Déjà, commençons par rappeler que le texte ne vise pas uniquement les GAFAM, mais toutes les plateformes sociales ou de e-commerce qui ont une audience supérieure à 45M d’utilisateurs actifs par mois au sein de l’UE. Donc, le texte vise bien évidemmment les GAFAM, mais aussi probablement des acteurs majeurs de la sphère numérique comme Twitter, Booking, TikTok ou Zalando par exemple.

Pour toutes ces entreprises, la conséquence immédiate sera évidemment une augmentation des coûts. Elles vont devoir investir pour se mettre en conformité, notamment en embauchant des modérateurs, ou en investissant dans des algorithmes permettant de faire la chasse aux mauvais comportements et aux contenus illégaux. Elles vont également subir des risques juridiques nouveaux qui les obligera, au moins dans un premier temps, à provisionner en vue d’éventuels recours juridiques et sanctions. Ce qui, de leur point de vue, s’apparentera encore à un coût.

Enfin, je crois qu’on peut aussi imaginer une autre conséquence, en tout cas pour toutes les plateformes qui monétisent de la publicité ciblée. Les obligations de transparence algorithmique et la prohibition des ciblages trop intrusifs, basés sur l’exploitation des connaissances de vos convictions religieuses ou orientations politiques, pourrait se traduire par une baisse des revenus de ses plateformes, puisqu’on sait que ce type de ciblage est très prisé des annonceurs.

Alors si je synthétise : augmentation de certains coûts, réduction de certaines recettes… En sciences économiques, cela s’apparente à un effet de ciseau, ou dans tous les cas, de réduction des marges.
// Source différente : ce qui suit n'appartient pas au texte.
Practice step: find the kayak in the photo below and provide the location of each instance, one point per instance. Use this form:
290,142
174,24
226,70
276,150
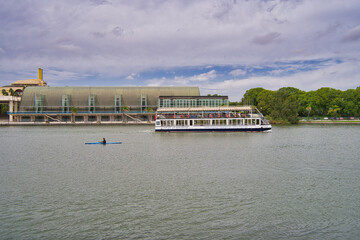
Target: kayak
104,143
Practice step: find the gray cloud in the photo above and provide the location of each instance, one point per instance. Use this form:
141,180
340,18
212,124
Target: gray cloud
352,35
118,38
266,39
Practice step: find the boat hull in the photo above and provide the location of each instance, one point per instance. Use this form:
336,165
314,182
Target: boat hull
210,129
104,143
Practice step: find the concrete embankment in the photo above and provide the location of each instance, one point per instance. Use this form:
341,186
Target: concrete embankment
3,123
330,122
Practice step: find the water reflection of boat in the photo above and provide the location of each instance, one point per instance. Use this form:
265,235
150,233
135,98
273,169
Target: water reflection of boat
239,118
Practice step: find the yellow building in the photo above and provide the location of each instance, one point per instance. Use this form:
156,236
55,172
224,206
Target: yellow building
18,86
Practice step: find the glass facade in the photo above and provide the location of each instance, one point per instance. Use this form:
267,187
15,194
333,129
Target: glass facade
188,102
65,103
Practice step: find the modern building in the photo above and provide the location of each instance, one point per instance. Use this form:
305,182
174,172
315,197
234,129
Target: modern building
41,104
192,101
94,104
18,86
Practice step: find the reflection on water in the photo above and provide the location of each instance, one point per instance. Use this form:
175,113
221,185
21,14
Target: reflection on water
297,182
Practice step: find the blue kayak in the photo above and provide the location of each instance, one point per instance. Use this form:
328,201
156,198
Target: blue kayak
104,143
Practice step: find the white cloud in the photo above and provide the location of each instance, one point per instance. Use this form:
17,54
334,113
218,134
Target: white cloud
237,72
352,35
118,38
340,76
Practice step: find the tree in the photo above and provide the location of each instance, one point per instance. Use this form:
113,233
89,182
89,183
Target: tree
308,109
333,111
4,108
4,92
250,96
11,91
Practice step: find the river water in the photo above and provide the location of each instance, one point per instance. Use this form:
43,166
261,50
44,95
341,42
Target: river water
296,182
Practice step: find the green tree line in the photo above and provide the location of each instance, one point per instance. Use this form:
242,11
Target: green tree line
288,104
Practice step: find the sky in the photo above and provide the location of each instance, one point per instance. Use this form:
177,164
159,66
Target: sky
224,47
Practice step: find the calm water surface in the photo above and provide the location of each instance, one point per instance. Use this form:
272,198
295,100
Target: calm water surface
297,182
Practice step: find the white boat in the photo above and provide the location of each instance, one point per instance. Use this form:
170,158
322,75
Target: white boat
224,118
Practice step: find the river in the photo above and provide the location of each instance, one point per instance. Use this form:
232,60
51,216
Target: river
296,182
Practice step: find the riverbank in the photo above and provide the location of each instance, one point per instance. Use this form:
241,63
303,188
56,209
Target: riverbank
330,122
7,123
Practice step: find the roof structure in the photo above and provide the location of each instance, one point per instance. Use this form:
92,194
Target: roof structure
103,96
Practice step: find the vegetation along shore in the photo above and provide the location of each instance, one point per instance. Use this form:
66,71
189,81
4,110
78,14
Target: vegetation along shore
292,105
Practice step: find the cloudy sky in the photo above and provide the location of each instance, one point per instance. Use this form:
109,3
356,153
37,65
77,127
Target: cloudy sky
222,46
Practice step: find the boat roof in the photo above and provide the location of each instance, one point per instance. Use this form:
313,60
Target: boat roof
199,109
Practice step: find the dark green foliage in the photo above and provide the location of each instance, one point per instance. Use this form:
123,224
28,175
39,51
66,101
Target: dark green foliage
4,92
288,103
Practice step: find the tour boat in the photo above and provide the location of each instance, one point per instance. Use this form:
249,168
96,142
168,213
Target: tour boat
223,118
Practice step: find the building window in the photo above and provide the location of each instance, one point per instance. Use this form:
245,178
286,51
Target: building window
65,103
39,102
117,103
92,103
143,102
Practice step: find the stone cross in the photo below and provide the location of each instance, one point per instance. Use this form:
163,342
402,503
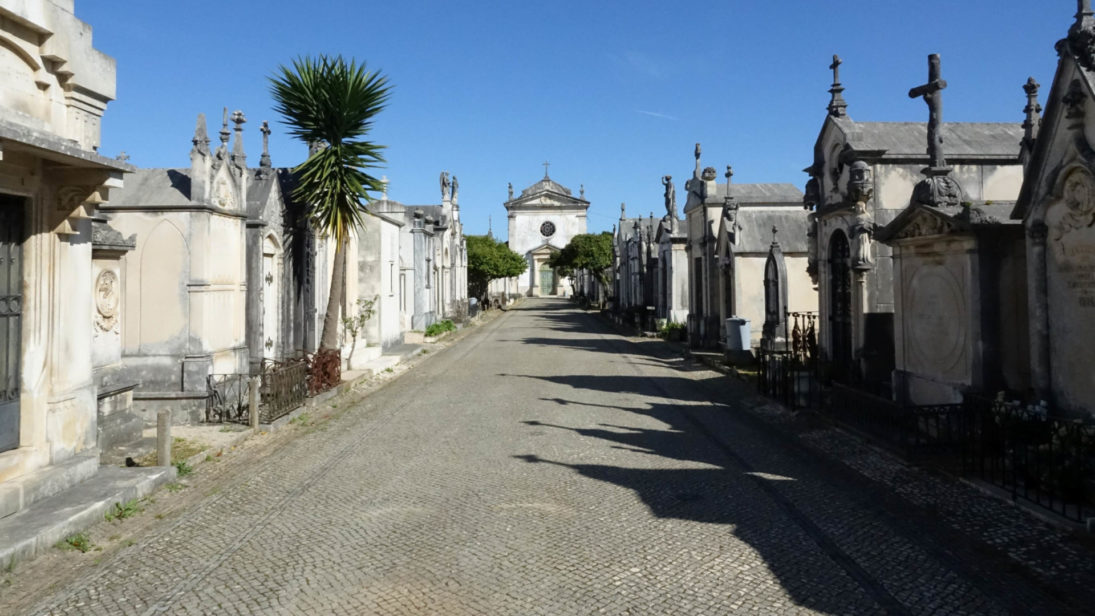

Or, faute d’alternative concurrentielle crédible, il est possible d’imaginer que ces plateformes dominantes répercutent en totalité ou en partie ces nouvelles contraintes en augmentant les prix qu’elles pratiquent, notamment en B2B auprès de leurs clients entreprises. C’est peut-être là que réside l’angle mort de ce texte et qu’il faudra surveiller dans les mois qui suivront sa mise en œuvre pour s’assurer que l’ensemble de ces nouveaux coûts ne se traduisent, par un effet de cascade, par une inflation dont les consommateurs finaux seraient les victimes.